Immarcabile sui palloni alti, ha nella rapidità di piedi, nella progressione e nel gioco spalle alla porta i suoi autentici punti di forza. Insieme alle spizzate sul pelotazo, la palla lunga. Fino a un paio di stagioni fa era il carattere, in apparenza molle, uno dei suoi pochi punti deboli. Le liti col Loco Bielsa e la querelle per il non-rinnovo con l'Athletic hanno spazzato via anche gli ultimi dubbi. A 28 anni "el Rey Leon" è pronto anche per la giungla delle aree e delle sale stampa italiane.
Navarro di Pamplona, ma solo per nascita, Llorente è cresciuto a Rincon de Soto, nella regione di La Rioja, una terra famosa per le pere. Facili le battute quando "Madari" (pera in spagnolo), dopo il debutto da predestinato, sembrava non maturare mai. "Non ha il carattere", dicevano del potenziale erede di Dani e Urzaiz, storici numeri nove bilbaini tra gli anni Settanta e Duemila. Dani ha segnato alla media di un gol ogni due partite per dodici stagioni.

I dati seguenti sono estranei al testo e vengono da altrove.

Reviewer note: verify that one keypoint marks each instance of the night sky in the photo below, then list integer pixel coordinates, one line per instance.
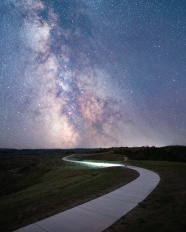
(92, 73)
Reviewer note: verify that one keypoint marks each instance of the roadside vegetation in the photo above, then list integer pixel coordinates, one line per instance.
(35, 186)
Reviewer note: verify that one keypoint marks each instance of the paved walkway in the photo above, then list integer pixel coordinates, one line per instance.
(99, 214)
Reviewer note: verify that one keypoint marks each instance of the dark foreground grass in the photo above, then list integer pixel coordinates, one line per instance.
(33, 187)
(165, 208)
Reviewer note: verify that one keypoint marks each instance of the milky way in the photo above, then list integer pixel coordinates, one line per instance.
(82, 73)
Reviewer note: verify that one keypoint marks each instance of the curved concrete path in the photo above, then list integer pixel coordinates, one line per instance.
(102, 212)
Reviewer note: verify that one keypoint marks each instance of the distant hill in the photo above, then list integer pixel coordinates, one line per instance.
(168, 153)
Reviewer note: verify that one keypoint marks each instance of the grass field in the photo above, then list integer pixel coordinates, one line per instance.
(37, 186)
(165, 208)
(33, 187)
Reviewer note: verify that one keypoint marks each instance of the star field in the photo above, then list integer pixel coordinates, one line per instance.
(82, 73)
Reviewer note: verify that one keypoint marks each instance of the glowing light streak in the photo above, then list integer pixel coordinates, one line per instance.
(94, 164)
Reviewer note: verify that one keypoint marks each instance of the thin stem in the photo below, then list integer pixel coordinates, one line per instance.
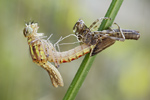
(88, 61)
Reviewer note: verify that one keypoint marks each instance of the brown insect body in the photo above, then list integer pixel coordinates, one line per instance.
(101, 39)
(43, 52)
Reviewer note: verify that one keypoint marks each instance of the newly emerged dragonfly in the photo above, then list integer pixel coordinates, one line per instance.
(102, 39)
(43, 52)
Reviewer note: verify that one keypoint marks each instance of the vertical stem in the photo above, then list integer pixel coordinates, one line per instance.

Urzaiz è stato forse il più forte colpitore di testa dopo il madridista Santillana.
Nella scorsa Liga, con Soldado del Valencia, ha vinto il trofeo Zarra come miglior marcatore spagnolo, dietro i fenomeni Messi e CR7; e dietro la Pulce argentina nel 2005 ha vinto la Scarpa d'argento al mondiale Under 20.